43 In my view, if relief were warranted, it would be injunctive relief, but the practical effect would be the same as if the detention were found to be unlawful upon a writ of habeas corpus. Of course, given the breadth and flexibility of injunctive relief and of the powers of the Court under FCA s 22 the possibility exists that any final injunction, including one requiring the release of a person in detention, could be subject to conditions. Save, perhaps, for orders specifying the place of release of persons who are not physically before the court, I doubt that such conditions can be imposed upon a final order for release in habeas corpus proceedings, at least in the absence of legislation authorising such conditions (contrast, for example, 28 USC s2243 authorising US federal courts to give such relief "as law and justice require": In re Bonner 151 US 242, 261 (1894); Richmond v Lewis 506 US 40, 52 (1992)). In Al Masri conditional orders were made requiring the person unlawfully detained to report to the government and to comply with arrangements for his removal from Australia (see 192 ALR 609 at 624). It is not clear to me whether the power to make such orders was raised on the appeal before the Full Court. Nevertheless, the Full Court confirmed in Al Masri at 270[128] that conditional orders could be made. The orders actually made in Al Masri confirm that the Court was not purporting to exercise jurisdiction to grant habeas corpus, but was doing what the Full Court said it was doing - making orders "in the nature of habeas corpus". The relevant jurisdiction was that conferred under s 39B the Judiciary Actand the orders made were mandatory injunctions.
44 Against this background, the question that needs to be determined is not some procedural or evidentiary issue derived from the peculiarities of the habeas corpus procedure and turning on the burden of proof.
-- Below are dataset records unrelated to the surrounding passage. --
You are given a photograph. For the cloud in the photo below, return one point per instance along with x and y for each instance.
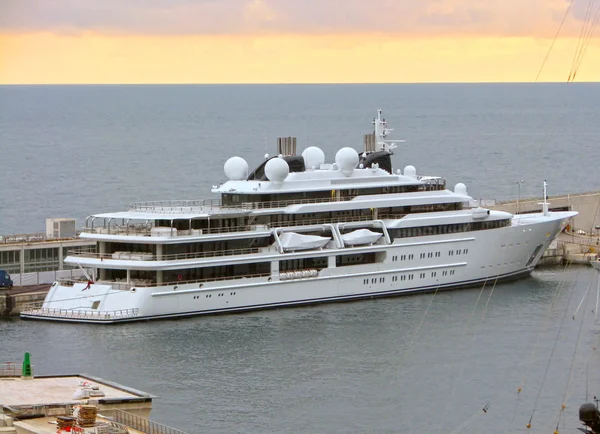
(201, 17)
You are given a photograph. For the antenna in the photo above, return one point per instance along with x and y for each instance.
(545, 204)
(380, 134)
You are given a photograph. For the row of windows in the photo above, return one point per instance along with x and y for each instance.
(448, 229)
(430, 255)
(404, 277)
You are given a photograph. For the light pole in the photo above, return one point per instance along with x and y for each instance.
(519, 197)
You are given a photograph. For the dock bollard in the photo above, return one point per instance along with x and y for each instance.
(26, 373)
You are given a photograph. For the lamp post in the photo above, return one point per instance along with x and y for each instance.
(519, 197)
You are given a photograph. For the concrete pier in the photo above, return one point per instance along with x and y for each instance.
(13, 300)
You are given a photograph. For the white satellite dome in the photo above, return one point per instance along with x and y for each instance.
(313, 157)
(346, 159)
(460, 188)
(277, 169)
(410, 171)
(236, 169)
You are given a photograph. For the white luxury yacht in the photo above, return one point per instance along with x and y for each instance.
(296, 231)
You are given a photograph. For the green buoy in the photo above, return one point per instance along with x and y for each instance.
(26, 373)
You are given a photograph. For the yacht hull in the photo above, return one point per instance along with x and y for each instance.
(407, 266)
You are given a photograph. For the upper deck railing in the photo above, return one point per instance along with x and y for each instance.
(36, 237)
(147, 256)
(216, 205)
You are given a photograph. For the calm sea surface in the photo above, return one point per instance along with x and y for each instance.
(409, 364)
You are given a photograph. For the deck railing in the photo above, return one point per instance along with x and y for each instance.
(36, 309)
(171, 257)
(12, 369)
(142, 424)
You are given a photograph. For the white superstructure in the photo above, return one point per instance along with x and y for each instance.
(296, 231)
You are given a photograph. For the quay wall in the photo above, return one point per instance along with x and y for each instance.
(12, 304)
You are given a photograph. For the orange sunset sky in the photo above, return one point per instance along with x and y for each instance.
(294, 41)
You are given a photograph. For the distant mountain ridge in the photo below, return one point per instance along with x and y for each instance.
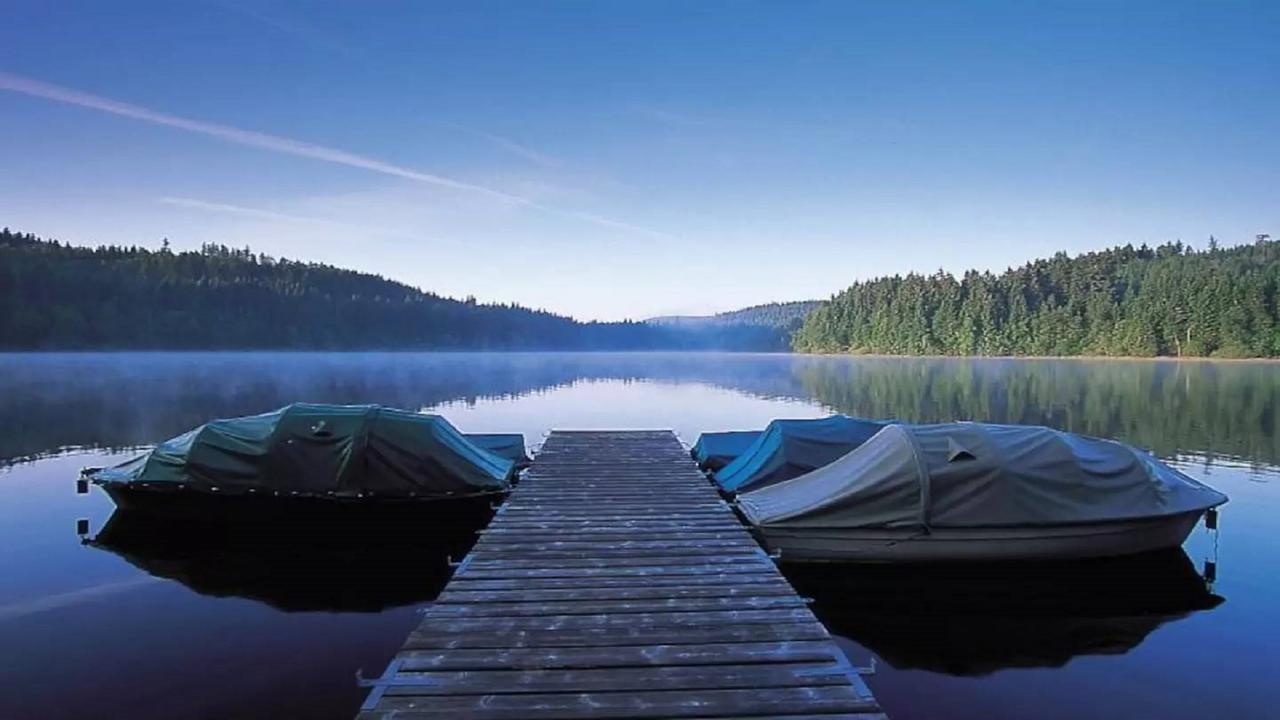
(771, 315)
(58, 296)
(1170, 300)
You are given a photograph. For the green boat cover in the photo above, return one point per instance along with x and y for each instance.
(323, 450)
(504, 445)
(787, 449)
(714, 450)
(979, 475)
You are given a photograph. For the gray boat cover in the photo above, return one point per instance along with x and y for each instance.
(321, 450)
(714, 450)
(978, 475)
(792, 447)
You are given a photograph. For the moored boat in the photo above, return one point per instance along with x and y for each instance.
(789, 449)
(979, 492)
(324, 461)
(714, 450)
Rather the issue is the substantive one of whether, on the evidence before me, I am satisfied that the applicant is unlawfully detained.
45 The procedure that was adopted in this case bears no relationship with those in habeas corpus proceedings. The applicant sought and obtained orders for discovery and both parties have filed such affidavits as they proposed to rely upon; both parties have led oral evidence from such witnesses as they wished to call and were available (including two witnesses who gave evidence by video link from South Africa) and both parties have cross examined the witnesses called by the other. Technical procedural questions relating to the obligations of a respondent to a writ of habeas corpus and of the sufficiency of a return to such a writ have no application to the proceedings before me, whatever assistance they may give in other proceedings where it has not been possible to explore the evidence in the detail that was done in this case.